The Salvation Army has an internal evaluation process for any partners and opportunities it considers taking on, and part of that process is seeking out partners that share its vision, core values and desire to make a positive impact on the world, Stutts explained. That’s something every organization must do—and something the Smithsonian takes seriously.
“Protection of the Smithsonian brand is first and foremost,” said LeBlanc. “Make sure you’re always protecting the brand. Due diligence is to research them and look into whether or not there are any practices that would be inconsistent with the mission.”
In addition, there are more specific, retail-centric principles nonprofits must look for. Howell suggested looking for people in the business who have a reputation for quality and the ability to consistently deliver your needs at a fair price. In addition, use references in the marketplace, and test out a campaign with a provider.

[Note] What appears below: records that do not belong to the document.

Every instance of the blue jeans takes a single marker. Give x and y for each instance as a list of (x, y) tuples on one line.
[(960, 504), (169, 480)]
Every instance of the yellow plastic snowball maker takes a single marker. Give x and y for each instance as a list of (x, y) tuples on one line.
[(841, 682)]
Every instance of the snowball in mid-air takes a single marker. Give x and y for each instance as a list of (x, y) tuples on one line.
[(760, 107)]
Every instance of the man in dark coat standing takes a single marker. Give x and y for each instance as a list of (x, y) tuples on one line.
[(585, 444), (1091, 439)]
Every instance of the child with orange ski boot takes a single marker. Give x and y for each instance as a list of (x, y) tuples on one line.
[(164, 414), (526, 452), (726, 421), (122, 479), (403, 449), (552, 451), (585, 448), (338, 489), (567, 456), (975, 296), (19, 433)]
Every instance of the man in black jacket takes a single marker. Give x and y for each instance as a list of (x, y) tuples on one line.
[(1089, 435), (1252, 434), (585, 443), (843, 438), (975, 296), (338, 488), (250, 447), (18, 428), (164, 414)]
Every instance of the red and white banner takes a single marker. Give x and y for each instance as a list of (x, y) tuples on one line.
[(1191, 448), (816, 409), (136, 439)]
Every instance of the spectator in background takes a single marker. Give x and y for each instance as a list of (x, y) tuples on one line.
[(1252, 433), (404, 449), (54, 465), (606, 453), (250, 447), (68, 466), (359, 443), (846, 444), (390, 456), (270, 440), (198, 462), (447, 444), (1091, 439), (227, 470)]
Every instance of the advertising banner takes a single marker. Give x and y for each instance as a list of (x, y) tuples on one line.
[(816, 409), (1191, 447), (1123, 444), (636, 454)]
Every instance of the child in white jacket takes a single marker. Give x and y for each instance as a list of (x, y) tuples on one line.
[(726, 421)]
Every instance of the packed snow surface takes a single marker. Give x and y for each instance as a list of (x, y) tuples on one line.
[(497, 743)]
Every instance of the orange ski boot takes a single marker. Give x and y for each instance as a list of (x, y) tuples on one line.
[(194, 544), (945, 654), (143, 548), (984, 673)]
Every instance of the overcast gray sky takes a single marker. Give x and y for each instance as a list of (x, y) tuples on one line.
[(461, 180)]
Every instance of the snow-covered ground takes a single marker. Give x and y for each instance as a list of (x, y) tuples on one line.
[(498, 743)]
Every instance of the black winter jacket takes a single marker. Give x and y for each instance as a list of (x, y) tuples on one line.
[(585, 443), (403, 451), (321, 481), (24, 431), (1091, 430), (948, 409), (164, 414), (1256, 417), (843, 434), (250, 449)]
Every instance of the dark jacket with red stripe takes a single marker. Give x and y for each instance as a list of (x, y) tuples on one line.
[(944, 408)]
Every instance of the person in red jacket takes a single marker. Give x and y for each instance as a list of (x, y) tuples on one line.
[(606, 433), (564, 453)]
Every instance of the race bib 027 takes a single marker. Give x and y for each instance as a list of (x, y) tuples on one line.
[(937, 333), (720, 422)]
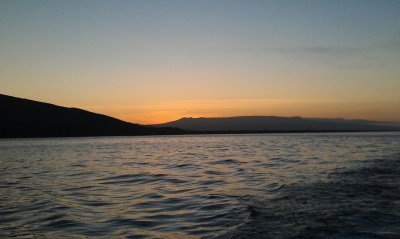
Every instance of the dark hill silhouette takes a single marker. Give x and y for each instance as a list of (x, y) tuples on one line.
[(28, 118), (274, 124)]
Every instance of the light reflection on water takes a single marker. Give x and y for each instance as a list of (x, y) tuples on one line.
[(196, 186)]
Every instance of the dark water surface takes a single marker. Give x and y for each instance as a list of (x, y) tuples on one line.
[(343, 185)]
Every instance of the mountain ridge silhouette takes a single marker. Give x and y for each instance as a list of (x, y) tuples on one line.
[(24, 118)]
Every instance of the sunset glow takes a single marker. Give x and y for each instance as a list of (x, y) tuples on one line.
[(155, 61)]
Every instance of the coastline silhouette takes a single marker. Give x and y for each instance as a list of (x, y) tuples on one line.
[(23, 118)]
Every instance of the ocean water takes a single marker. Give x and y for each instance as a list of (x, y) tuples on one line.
[(336, 185)]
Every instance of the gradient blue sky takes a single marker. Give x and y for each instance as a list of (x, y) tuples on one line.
[(154, 61)]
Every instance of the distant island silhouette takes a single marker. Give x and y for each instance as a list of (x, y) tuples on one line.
[(276, 124), (23, 118)]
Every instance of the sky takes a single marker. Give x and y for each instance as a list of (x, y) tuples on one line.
[(155, 61)]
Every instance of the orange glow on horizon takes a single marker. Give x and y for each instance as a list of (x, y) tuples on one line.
[(161, 112)]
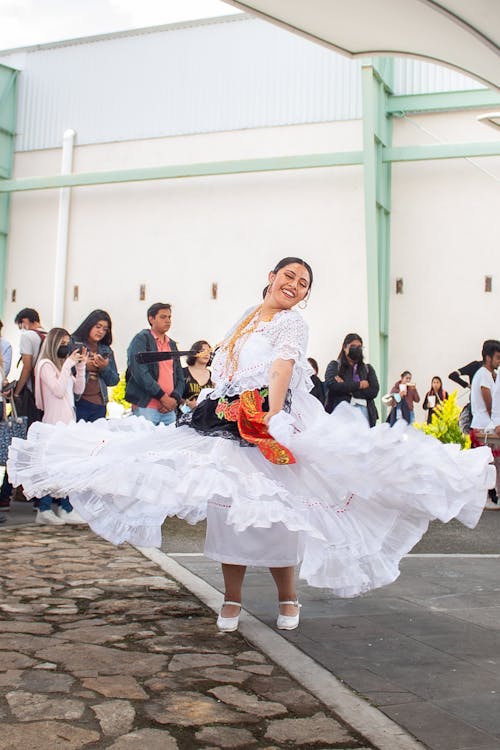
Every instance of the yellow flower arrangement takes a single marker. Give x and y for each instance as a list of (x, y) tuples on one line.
[(117, 393), (444, 425)]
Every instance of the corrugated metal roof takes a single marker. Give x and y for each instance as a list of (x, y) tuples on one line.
[(231, 73)]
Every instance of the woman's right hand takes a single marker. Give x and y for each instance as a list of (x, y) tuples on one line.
[(79, 356)]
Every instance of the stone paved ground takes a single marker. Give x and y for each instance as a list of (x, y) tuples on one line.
[(100, 649)]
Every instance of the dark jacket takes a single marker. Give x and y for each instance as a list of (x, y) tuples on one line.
[(337, 392), (142, 380), (318, 389)]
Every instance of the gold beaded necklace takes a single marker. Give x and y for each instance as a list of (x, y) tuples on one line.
[(233, 346)]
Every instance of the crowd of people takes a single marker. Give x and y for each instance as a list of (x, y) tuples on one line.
[(283, 477), (65, 377)]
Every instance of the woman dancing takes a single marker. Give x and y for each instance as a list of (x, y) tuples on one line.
[(280, 481)]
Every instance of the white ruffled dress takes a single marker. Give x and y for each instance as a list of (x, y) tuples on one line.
[(356, 500)]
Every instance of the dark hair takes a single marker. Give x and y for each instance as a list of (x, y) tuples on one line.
[(27, 312), (490, 346), (155, 309), (344, 365), (440, 389), (196, 348), (83, 330), (313, 364), (287, 262), (348, 340)]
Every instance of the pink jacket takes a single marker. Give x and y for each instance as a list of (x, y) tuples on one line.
[(54, 392)]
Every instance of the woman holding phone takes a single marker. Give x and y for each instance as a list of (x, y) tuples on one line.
[(434, 397), (94, 334), (59, 376)]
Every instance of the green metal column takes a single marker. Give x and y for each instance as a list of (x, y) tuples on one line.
[(8, 108), (377, 136)]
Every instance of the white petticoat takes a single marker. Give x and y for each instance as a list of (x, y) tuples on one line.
[(359, 498)]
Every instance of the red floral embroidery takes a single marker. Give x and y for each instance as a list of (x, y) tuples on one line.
[(228, 409), (252, 428)]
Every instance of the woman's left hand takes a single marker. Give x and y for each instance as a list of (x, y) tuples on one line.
[(100, 361), (79, 357)]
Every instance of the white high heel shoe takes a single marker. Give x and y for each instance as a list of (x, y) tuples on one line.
[(228, 624), (289, 622)]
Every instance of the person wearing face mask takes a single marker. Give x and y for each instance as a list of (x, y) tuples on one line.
[(280, 482), (404, 397), (59, 375), (350, 379)]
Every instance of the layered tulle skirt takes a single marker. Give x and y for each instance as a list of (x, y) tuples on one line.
[(356, 500)]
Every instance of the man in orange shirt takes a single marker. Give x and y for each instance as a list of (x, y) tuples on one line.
[(155, 389)]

On the licensing side, the Smithsonian looks for partners who can develop products on its behalf and sell those products to retailers, so it focuses on partners that have a track record of developing and distributing products.
And as with anything in the business or nonprofit world, the right partnerships are mutually beneficial. As LeBlanc noted: “If only one side is winning, it can’t be successful.”
That means building a relationship over time and working to make sure both parties make a fair profit, Howell said.
“To approach it in a different way is not very good business sense,” he added. “To continue to change vendors for a lower price is not something we’d chase.”
Building and maintaining these relationships takes work, of course—work that can catch many nonprofits off-guard. The number of man hours it takes to manage these relationships is significant. “People sometimes underestimate the time and resources needed to appropriately manage relationships so they reflect the brand and message of the organization,” LeBlanc explained. “They look at the dollar amount, but are not really factoring in the time.” That’s something every organization should note.
Of course, relationships can always change—and your partners may not operate the same way in the future as they did when you started with them. That’s why the Smithsonian builds clauses into its vendor contracts that allow it to exit the relationship if it feels its brand could be harmed. It’s also why the Smithsonian spends a lot of time selecting the right partners, and talking to multiple people and divisions across the organization, including the legal team, public affairs and museum staff. “It’s an ongoing challenge,” said Howell. “You have to be diligent on a regular basis. You can’t let it go. You must look at it constantly to make sure your partners are not shifting their manufacturing practices.”